As part of the IRS enforcement campaign targeting virtual currency holders, the IRS has begun sending letters to certain taxpayers advising them to review their prior year returns. The IRS is mailing more than 10,000 “education letters” to taxpayers they believe may have incorrectly reported virtual currency transactions. These “soft” notices do not indicate that an audit of the underlying return has begun; therefore, it is still possible for taxpayers to amend prior errors and omissions.
The letters come in three variations: Letter 6173, Letter 6174 or Letter 6174-A; all three warn of future civil and criminal enforcement activity for individuals who under reported their income derived from digital asset activities and recommends individuals, who in fact did under report, amend their returns immediately to include the income. Letter 6173 is the most onerous, it requires the taxpayer to provide the IRS with a summary of relevant tax positions taken, along with supporting documents and affirm under penalty of perjury that all documents and prior year returns are correct.
While the receipt of these letters may be startling for individuals, the letters were most likely sent to all individuals known by the IRS to have had a digital asset trading account. The IRS has been collecting information on taxpayer virtual currency transactions for several years now. In addition to the 14,000 individuals identified in the 2017 Coinbase Summons, the IRS has also increased its usage of data analytics, principally through a large contract with the blockchain tracing firm, Chainalysis. While identified as likely holders of crypto currencies, taxpayers appear to be receiving these letters regardless of whether they properly, or improperly, reported their digital asset income.
The timing of these letters is also interesting. The IRS is currently working to finalize long awaited guidance addressing many uncertain issues surrounding the taxation of virtual currencies. The guidance is expected sometime this fall. However, these letters were sent in advance of this new guidance. The only other guidance addressing the taxation of virtual currencies is IRS Notice 2014-21, which simply states that virtual currency is property for federal tax purposes. The IRS letters relate to tax returns that would have been filed after the 2014 Notice, and no new guidance has been issued. Therefore, on the eve of the issuance of significant new guidance, taxpayers and their tax return preparers are being asked to affirm under penalty of perjury that prior year returns are accurate despite having no new guidance.

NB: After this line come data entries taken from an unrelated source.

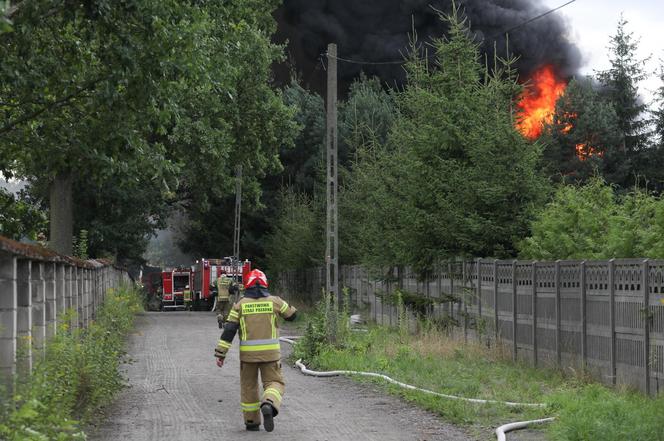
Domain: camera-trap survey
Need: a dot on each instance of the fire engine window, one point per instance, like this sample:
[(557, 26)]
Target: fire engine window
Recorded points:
[(180, 282)]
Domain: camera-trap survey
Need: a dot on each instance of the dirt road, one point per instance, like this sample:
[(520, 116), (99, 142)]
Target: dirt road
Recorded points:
[(177, 393)]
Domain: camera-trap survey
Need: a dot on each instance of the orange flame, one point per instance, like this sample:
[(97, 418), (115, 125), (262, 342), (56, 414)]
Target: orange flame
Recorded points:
[(538, 102), (585, 151)]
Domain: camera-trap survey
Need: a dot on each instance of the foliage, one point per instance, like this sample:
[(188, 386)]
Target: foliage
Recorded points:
[(296, 240), (144, 103), (583, 120), (450, 365), (5, 23), (456, 178), (79, 374), (19, 217), (596, 412), (594, 222), (81, 245), (326, 325), (621, 87)]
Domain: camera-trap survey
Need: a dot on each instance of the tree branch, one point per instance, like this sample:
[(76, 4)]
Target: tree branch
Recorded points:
[(54, 105)]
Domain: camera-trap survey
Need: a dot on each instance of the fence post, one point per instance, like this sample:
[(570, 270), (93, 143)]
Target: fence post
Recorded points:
[(60, 289), (75, 298), (80, 298), (495, 298), (50, 299), (68, 288), (646, 324), (38, 309), (612, 319), (534, 302), (514, 310), (584, 315), (464, 300), (557, 282), (478, 273), (24, 317), (8, 302)]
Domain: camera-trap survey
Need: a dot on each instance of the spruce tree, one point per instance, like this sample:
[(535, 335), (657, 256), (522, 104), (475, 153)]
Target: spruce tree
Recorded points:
[(584, 137), (621, 82)]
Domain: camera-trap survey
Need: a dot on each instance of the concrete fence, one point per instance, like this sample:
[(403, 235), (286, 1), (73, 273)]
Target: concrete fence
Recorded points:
[(604, 317), (37, 287)]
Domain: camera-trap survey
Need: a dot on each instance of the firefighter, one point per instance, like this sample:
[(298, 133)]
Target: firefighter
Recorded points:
[(186, 296), (255, 316), (223, 298)]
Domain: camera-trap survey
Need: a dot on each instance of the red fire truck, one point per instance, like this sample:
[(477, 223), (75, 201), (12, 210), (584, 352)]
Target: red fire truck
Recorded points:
[(174, 282), (205, 274)]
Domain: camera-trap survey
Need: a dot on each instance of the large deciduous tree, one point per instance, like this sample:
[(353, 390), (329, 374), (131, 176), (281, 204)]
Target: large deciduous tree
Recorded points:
[(136, 105)]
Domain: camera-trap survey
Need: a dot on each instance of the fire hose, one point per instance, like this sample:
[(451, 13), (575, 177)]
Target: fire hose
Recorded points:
[(500, 431)]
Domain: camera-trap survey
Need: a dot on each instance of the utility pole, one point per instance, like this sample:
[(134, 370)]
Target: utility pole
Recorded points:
[(332, 233), (238, 213)]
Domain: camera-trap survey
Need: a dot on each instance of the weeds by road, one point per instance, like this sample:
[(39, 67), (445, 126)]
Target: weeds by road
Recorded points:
[(79, 374), (432, 360)]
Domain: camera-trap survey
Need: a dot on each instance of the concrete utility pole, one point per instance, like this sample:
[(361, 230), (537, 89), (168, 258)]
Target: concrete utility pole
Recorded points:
[(238, 213), (332, 233)]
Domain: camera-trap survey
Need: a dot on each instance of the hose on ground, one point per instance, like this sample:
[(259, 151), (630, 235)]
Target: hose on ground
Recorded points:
[(500, 431), (505, 428)]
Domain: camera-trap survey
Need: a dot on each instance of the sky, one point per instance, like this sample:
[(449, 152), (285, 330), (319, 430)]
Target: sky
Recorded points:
[(593, 22)]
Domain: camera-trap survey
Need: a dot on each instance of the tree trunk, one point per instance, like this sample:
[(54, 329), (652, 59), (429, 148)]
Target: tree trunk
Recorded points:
[(62, 214)]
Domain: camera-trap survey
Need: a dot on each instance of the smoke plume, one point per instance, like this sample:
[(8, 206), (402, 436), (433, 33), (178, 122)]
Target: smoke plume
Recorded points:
[(377, 30)]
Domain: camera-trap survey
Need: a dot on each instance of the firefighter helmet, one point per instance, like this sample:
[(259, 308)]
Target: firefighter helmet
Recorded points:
[(256, 277)]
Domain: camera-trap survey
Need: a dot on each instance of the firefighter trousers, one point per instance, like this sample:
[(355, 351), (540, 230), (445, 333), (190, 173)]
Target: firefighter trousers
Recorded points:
[(223, 308), (273, 388)]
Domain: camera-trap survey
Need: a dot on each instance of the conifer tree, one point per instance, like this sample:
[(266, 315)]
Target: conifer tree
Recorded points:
[(621, 82)]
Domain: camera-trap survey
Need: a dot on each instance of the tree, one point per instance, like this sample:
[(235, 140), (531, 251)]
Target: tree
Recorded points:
[(458, 179), (621, 82), (583, 137), (658, 113), (597, 221), (158, 98), (19, 217), (574, 225)]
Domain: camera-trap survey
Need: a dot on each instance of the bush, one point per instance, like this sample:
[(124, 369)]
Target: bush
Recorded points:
[(79, 374), (593, 222)]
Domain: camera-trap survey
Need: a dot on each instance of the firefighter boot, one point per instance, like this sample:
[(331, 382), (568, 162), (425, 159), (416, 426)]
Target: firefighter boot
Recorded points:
[(250, 400), (273, 385), (268, 416)]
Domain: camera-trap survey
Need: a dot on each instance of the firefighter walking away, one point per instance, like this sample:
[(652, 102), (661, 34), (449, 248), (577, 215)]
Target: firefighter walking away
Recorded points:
[(255, 317)]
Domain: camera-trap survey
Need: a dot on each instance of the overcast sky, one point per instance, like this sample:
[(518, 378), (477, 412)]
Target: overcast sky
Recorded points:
[(593, 22)]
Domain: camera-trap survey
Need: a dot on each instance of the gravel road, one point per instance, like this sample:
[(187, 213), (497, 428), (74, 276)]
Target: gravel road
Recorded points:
[(177, 393)]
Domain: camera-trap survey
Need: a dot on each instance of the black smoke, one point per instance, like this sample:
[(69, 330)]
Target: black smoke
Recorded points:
[(378, 30)]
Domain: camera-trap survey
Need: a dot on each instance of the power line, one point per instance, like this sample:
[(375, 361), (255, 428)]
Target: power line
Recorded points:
[(382, 63), (347, 60), (531, 20)]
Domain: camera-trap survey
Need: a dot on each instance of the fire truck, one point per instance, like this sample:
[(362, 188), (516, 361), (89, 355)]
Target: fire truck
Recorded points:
[(174, 282), (205, 273)]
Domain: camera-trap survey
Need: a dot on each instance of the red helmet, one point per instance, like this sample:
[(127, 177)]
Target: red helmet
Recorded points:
[(256, 277)]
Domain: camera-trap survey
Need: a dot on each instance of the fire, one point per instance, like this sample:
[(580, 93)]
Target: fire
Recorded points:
[(585, 151), (538, 103)]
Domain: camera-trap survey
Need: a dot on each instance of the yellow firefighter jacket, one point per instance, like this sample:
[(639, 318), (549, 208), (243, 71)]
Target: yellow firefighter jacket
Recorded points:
[(223, 283), (255, 317)]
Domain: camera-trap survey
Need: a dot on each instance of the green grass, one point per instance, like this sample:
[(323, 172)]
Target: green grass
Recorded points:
[(79, 374), (584, 411)]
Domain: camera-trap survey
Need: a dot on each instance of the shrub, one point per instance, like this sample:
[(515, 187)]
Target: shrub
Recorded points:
[(78, 375)]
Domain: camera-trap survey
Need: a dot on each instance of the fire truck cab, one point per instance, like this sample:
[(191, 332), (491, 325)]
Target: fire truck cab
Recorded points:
[(205, 274), (174, 283)]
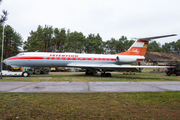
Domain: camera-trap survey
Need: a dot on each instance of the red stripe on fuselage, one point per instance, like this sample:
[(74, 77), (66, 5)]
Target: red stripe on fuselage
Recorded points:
[(24, 58), (60, 58)]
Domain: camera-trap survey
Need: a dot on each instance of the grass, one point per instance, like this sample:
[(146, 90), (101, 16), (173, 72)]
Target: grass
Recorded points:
[(143, 105), (81, 77), (136, 105)]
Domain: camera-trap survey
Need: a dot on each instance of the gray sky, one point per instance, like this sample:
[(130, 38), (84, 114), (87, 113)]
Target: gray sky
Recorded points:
[(109, 18)]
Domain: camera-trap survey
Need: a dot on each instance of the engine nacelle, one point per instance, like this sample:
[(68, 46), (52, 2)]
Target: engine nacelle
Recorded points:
[(126, 59)]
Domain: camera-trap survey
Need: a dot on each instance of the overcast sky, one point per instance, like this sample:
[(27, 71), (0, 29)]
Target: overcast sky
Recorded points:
[(109, 18)]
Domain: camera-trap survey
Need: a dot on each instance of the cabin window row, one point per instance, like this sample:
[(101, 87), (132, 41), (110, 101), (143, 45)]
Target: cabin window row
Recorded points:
[(73, 58)]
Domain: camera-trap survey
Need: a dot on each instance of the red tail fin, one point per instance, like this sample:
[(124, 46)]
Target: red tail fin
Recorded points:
[(140, 46)]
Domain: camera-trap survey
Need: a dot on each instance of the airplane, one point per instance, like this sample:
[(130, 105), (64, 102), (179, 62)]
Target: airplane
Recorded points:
[(91, 62)]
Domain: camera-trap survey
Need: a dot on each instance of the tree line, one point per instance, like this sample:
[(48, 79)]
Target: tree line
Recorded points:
[(49, 39)]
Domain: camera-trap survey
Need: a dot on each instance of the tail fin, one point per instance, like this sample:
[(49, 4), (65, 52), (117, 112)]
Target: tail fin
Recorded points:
[(140, 46)]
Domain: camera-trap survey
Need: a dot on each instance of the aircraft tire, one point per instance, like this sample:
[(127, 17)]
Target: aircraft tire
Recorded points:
[(37, 71), (177, 73), (103, 75), (25, 74), (46, 71), (168, 73)]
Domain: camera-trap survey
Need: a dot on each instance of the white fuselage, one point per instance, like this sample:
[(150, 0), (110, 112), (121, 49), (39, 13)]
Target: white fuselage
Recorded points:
[(40, 59)]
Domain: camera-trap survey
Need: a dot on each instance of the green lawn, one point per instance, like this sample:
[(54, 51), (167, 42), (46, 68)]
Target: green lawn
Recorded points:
[(52, 106), (82, 77)]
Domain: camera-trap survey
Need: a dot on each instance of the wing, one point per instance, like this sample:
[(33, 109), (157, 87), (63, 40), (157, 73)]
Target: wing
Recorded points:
[(111, 66)]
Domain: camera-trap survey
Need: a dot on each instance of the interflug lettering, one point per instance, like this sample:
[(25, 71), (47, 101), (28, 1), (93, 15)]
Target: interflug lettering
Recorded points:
[(62, 55)]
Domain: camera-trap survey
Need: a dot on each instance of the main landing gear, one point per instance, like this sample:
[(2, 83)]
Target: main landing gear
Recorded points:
[(105, 74)]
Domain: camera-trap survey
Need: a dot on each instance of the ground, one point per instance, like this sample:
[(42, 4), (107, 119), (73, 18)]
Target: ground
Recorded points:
[(159, 56)]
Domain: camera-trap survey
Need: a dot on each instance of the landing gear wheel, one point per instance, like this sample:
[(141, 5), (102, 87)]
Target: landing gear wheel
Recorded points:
[(25, 74), (103, 75), (89, 73), (178, 73), (46, 71), (37, 71), (168, 73)]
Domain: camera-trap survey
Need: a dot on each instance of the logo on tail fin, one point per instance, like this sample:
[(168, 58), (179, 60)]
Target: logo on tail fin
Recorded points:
[(140, 46)]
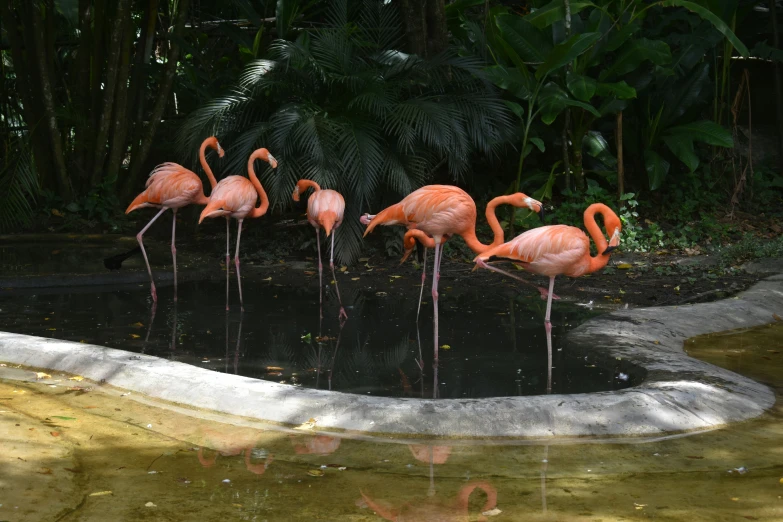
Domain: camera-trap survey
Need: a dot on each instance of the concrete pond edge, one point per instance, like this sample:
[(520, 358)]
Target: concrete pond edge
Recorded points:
[(678, 394)]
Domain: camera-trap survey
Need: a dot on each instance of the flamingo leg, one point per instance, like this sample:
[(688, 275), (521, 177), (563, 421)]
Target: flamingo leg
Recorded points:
[(228, 258), (435, 270), (236, 264), (320, 272), (174, 249), (484, 264), (144, 252), (548, 327), (423, 276), (342, 316)]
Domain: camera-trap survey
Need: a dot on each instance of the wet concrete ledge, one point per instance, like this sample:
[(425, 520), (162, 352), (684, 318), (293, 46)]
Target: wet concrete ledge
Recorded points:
[(679, 393)]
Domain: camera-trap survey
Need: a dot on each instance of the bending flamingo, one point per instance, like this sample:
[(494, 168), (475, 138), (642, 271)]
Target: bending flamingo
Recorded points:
[(325, 209), (559, 249), (235, 197), (172, 186), (434, 213)]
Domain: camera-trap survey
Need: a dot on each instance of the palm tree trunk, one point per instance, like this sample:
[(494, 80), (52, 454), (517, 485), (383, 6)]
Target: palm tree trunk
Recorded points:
[(120, 131), (163, 93), (65, 189), (112, 80), (81, 88), (618, 134), (778, 87)]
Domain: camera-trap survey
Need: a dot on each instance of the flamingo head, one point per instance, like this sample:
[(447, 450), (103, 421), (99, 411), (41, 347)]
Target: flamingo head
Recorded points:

Taxpayers receiving any of these IRS letters should consult their tax advisers, and carefully review their prior year returns to ensure accuracy. An amended return should be filed as soon as possible if an error or omission is found. Regardless of whether a taxpayer properly reported their income, the receipt of this letter indicates the IRS is aware of their digital asset activity. Going forward, the proper reporting of virtual currency transactions should be an area of increased focus during tax return preparation and review because it will clearly be an area of IRS focus.